Over the years after my first and only musical sharing with my grandpa, my parents researched and acquired the tunes he would play, and I learned as many as I could, myself. We visited him in the nursing home and played, my mom and dad and I. As much as I disliked doing it and hated the way it made my mom feel to see her own father in complete incoherence like that, I’m glad we went. I like to believe that he still remembered the songs, and that the familiar acquaintance comforted him in his final days of hostile confusion.
It was during these years that my grandpa’s second wife chose to have him rewrite his will to exclude his children. He unknowingly left them nothing and gave all of his instruments to her. The guitars, mandolins, and violins sat unused and neglected under the bed for years, and now I don’t even know where they are. I wonder if anyone at all plays that old black fiddle. I suppose it’s important to remember that it was not the instrument that held the music, but the man who held the instrument.

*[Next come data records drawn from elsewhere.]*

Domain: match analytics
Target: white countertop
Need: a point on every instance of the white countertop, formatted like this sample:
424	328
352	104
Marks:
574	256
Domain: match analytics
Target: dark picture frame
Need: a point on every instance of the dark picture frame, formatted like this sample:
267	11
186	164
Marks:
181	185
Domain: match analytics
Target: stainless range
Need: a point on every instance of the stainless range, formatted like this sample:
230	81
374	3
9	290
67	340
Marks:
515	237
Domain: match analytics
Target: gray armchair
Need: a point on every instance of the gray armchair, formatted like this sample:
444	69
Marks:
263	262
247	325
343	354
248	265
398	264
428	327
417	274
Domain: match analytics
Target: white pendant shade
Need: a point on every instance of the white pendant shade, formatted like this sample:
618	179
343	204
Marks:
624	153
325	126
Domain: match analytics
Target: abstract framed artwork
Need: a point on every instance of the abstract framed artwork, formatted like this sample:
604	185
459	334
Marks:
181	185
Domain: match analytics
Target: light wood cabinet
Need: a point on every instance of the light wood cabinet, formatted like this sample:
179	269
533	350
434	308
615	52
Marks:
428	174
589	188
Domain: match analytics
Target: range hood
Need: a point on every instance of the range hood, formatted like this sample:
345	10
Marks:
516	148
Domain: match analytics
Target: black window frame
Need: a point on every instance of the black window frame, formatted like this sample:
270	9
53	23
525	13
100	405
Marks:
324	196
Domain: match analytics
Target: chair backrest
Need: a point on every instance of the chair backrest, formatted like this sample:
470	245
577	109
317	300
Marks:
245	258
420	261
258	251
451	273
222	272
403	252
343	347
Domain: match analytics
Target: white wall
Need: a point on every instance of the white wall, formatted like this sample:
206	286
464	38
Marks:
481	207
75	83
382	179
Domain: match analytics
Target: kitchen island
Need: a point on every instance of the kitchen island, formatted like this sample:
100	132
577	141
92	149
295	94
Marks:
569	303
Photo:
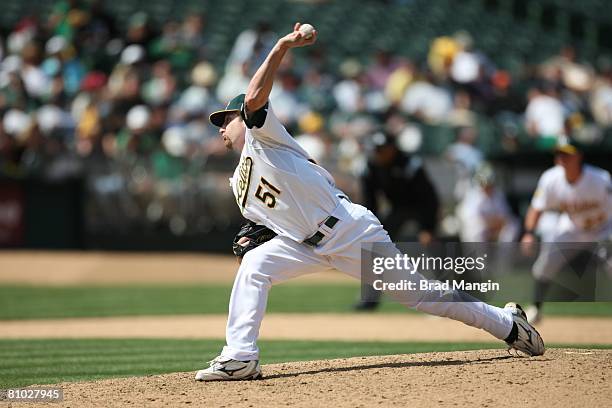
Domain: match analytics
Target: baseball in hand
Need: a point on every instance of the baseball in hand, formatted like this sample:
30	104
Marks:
306	30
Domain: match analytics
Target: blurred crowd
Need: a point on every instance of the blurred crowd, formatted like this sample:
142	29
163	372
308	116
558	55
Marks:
127	107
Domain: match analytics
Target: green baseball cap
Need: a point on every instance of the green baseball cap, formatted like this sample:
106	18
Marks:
235	105
568	146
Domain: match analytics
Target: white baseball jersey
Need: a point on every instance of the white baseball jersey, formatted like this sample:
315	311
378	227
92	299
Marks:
276	185
586	205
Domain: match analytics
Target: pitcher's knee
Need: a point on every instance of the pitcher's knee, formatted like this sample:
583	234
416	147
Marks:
253	270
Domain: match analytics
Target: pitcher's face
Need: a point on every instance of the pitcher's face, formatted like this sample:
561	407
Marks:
232	131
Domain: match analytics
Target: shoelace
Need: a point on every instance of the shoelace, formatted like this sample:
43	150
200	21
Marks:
215	360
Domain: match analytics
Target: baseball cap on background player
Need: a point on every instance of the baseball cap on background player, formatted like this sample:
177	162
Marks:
381	139
569	146
235	105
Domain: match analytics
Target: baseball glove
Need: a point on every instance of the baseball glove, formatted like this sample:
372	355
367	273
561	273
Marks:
256	234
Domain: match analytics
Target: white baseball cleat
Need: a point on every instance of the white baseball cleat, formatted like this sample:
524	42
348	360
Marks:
227	369
533	314
527	339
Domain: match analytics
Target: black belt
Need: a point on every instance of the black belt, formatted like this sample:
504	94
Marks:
329	222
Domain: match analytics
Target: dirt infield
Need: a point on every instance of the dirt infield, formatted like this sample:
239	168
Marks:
350	327
99	268
485	378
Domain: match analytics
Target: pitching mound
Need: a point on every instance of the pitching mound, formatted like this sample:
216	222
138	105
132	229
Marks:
487	378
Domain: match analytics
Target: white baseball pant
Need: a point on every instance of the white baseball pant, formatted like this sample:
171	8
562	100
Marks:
281	259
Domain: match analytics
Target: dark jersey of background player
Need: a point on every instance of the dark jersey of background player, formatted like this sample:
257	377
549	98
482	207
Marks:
403	181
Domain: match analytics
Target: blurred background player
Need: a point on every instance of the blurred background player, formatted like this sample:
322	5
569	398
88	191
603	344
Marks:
582	194
398	181
484	213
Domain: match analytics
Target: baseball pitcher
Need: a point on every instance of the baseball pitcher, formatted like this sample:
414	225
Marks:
316	228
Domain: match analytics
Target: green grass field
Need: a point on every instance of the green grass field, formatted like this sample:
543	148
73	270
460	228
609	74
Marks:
48	361
35	302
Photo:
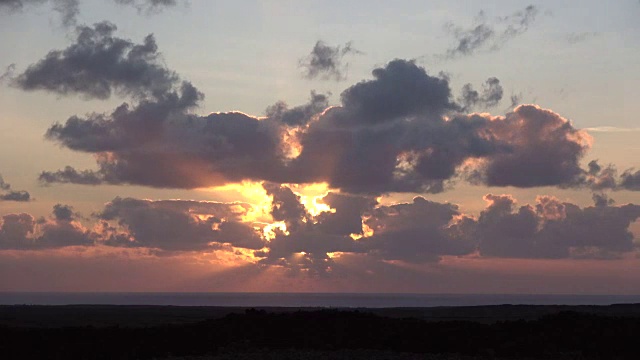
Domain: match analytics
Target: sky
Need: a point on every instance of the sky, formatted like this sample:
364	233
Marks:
320	146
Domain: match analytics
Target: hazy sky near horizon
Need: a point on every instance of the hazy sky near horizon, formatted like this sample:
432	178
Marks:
413	146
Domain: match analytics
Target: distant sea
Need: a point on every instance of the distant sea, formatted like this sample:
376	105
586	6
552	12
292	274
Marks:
307	299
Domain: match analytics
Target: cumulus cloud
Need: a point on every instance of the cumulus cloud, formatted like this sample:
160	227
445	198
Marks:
600	178
325	61
7	194
398	132
99	64
554	229
168	225
61	229
176	225
489	34
68	9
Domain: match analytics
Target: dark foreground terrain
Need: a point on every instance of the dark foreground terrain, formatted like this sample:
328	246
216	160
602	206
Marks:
157	332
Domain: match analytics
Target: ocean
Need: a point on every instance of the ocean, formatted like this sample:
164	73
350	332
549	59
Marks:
341	300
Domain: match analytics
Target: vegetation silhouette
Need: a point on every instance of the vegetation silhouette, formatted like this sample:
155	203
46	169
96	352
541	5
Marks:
568	334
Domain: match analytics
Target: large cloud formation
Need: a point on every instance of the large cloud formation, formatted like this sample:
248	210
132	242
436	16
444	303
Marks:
421	231
398	132
99	64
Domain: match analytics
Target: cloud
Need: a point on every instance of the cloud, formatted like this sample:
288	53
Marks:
490	36
99	64
420	231
7	194
543	149
148	5
600	178
575	38
8	73
176	225
68	9
554	229
167	225
325	61
24	232
491	95
398	132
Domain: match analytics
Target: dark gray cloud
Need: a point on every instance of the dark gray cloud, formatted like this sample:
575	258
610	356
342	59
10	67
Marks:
600	178
325	61
543	149
8	73
491	95
575	38
176	225
416	232
99	64
7	194
489	35
554	229
24	232
299	115
399	132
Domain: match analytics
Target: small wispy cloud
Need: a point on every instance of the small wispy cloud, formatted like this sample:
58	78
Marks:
611	129
489	34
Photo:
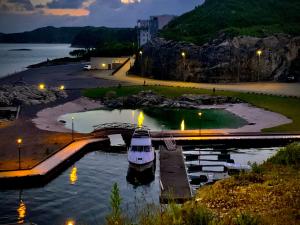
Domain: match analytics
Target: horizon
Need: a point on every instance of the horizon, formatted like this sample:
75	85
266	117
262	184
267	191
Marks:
28	15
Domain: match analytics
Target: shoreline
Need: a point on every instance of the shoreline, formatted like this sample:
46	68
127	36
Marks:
257	118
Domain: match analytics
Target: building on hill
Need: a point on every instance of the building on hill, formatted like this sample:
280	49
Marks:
148	29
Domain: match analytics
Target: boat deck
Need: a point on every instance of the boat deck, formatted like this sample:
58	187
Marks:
50	163
173	176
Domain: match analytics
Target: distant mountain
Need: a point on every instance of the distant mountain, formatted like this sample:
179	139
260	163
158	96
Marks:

You see, the wood cracks and warps. The pitch pipe, my only keepsake, falls flat when you blow on it. The paper that holds the family tree yellows, tears, and returns to the earth eventually, just like the people whose names fill the branches. I possess the only true legacy of his that continues to flow through the generations: Grandpa Reese’s music.
Thank you for posting that story. It reminds me of my own grandmother in some ways, in other ways not. She too was musical, though not to that degree, and she too lost her present tense as well. When I was little, she could play (piano) and sing all sorts of tunes from the teens and twenties--and the football songs of her brothers! Gosh how I wish we had recorded all of that! My mom and aunt can only remember some of them.

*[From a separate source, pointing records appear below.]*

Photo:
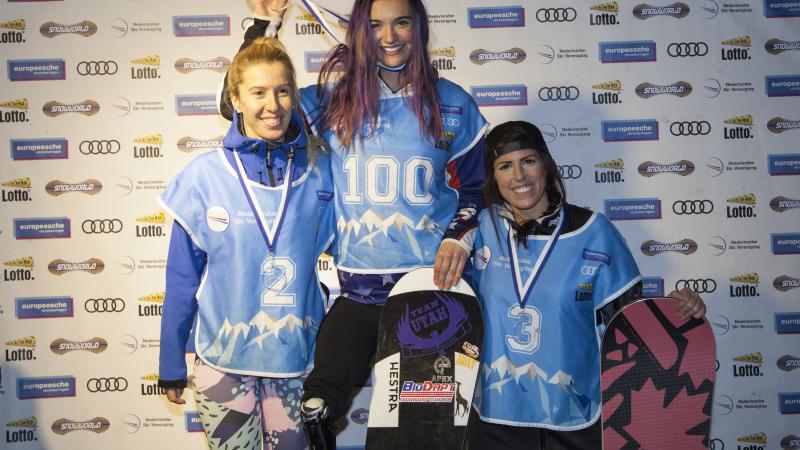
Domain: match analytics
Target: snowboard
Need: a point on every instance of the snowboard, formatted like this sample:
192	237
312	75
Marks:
426	365
657	378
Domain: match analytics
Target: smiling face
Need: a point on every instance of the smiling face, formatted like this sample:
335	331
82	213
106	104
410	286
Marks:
265	98
392	23
522	182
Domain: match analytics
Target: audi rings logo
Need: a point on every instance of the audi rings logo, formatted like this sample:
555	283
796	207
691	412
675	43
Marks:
555	93
100	147
682	207
701	286
98	305
556	14
684	49
113	384
570	171
589	270
97	68
693	128
101	226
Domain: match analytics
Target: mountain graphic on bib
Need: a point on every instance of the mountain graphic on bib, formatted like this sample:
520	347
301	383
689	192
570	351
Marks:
251	335
371	228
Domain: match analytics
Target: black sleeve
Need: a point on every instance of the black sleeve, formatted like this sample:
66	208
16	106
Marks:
253	32
606	313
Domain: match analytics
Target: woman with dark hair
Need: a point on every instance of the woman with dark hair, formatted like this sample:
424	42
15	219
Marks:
407	163
548	275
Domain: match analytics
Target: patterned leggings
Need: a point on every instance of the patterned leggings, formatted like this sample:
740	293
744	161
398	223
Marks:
248	412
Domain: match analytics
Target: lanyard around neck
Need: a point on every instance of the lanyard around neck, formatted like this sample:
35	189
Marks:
270	234
523	289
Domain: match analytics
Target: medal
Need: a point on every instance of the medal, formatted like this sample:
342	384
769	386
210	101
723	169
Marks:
523	290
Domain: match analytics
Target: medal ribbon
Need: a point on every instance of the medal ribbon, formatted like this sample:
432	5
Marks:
524	290
270	235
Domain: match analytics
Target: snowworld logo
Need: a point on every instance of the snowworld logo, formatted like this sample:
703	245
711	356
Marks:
677	10
684	246
678	89
513	55
96	425
84	28
650	168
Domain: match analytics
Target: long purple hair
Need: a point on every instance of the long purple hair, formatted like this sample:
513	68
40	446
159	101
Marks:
353	101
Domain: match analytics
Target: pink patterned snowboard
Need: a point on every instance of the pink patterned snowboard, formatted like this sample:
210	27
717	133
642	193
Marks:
657	377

When she was in the nursing home with Alzheimers, she suddenly lost her ability to walk one day--perhaps it was a stroke. For a few months afterward, she was in a wheelchair, until one day she just stood up and walked! It was in that period that my mom was visiting her one day and she took her mom over to the piano. My grandmother started to play one hand (the other had not recovered yet) and it was a tune that my mom could play the other side to. The nurse was astonished--I think every one cried with both joy and sorrow that day.
Instead of a will gone awry, she had her Lewis siler stolen by a neighbor when she was in an apartment, and she gave the good stuff to the junk man (an original large Maxfield Parrish painting was among the gems!)...so like you say, the material things fade...but our memories we can pass on.

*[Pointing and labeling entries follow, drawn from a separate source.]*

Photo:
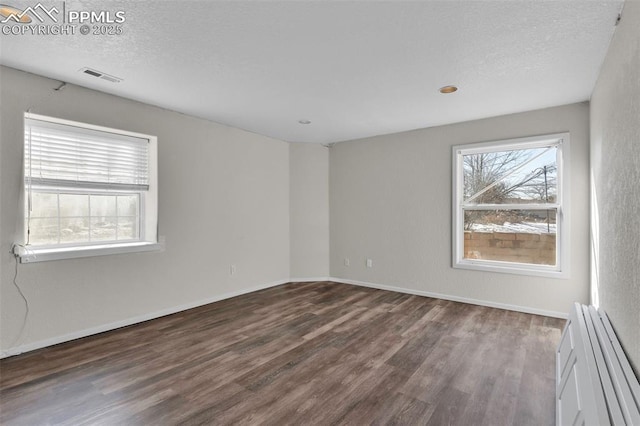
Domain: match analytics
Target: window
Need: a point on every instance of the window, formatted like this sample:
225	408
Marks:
510	206
88	190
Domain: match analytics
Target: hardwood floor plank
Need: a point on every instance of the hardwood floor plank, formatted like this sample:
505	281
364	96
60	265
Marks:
301	353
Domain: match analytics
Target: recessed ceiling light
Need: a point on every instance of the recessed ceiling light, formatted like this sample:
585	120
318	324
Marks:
448	89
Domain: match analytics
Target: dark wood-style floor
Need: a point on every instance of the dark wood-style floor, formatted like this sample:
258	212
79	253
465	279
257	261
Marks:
314	353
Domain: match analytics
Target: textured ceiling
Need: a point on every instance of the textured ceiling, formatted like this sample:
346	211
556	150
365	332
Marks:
354	69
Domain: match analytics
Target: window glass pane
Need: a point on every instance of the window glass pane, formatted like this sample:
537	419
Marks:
44	205
103	228
103	206
43	231
523	236
127	228
128	205
74	205
74	229
516	176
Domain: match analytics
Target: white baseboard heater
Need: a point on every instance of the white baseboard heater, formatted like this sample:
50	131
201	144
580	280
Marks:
595	383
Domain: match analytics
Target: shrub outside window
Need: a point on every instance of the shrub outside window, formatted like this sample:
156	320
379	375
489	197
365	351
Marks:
510	206
87	189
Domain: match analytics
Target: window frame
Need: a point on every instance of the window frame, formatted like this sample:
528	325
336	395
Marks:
562	206
148	207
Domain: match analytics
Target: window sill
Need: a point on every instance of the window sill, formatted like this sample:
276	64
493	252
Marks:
512	268
32	255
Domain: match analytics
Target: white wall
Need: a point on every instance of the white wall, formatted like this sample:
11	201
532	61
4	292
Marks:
390	200
615	168
309	203
224	199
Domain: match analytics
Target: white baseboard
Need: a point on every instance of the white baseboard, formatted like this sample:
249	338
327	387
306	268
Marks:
172	310
309	280
130	321
517	308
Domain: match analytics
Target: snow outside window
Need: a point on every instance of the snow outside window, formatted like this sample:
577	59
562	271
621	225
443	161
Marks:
510	206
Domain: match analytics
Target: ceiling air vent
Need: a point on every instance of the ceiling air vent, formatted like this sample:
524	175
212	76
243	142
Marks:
100	74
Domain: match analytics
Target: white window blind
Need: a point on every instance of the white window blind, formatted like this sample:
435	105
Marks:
60	155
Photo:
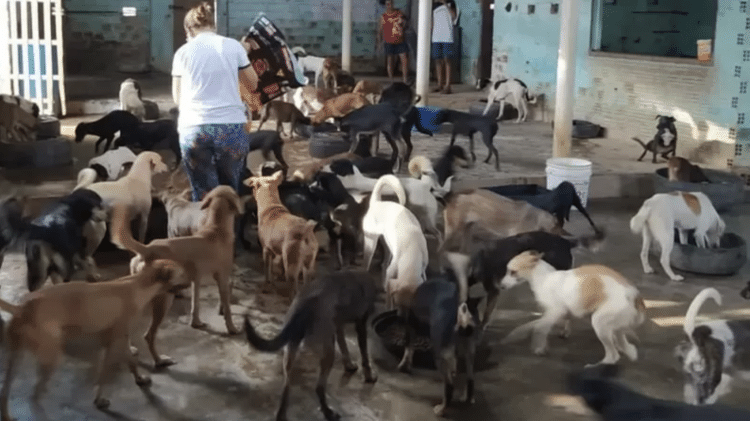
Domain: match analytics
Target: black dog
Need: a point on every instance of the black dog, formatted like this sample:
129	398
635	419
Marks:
268	141
106	128
54	241
150	135
478	255
615	402
664	141
467	124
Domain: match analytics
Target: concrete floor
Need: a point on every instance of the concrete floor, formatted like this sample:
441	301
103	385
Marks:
221	378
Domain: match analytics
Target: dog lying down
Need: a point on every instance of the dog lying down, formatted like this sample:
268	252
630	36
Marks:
615	402
48	318
317	317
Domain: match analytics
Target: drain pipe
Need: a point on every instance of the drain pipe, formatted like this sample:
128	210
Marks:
566	78
424	37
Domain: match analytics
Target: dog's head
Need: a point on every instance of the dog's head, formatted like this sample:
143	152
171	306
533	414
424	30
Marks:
520	268
224	194
166	273
745	293
702	361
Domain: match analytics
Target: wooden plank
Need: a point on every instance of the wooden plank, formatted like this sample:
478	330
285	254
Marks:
13	21
37	55
59	44
48	65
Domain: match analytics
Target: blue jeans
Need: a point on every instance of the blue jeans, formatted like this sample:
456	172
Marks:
213	155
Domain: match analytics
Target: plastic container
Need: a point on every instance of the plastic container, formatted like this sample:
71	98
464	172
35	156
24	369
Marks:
575	170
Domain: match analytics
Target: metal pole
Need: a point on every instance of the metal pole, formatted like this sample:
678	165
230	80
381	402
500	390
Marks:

That tunes can be passed from generation to generation, for hundreds of years, that is perhaps one of the most human of exploits.
Regards,
Bill
I know what you mean when you talk about the blind rage of Alzheimer's. I know a couple who lived with and cared for his elderly mother, who had Alzheimer's, for years. Sometimes they'd take out her violin and give it to her to play. She would often put it on her shoulder upside down, and they'd turn it over for her. Once she got started, she'd play pretty well, and she'd be happier and more "with it" for days afterwards. Their daughter started playing the violin around the time that the old woman passed. I remember hearing her play her first song, "We Shall Overcome." Her father said to her, "Your grandmother would be so proud of you. Do you remember how I used to play music with her? In a few years, I'll be playing music with you." He does. Now she plays quite well and attends a special high school for the performing arts. I've played violin duets with her, too, and we've both had great fun.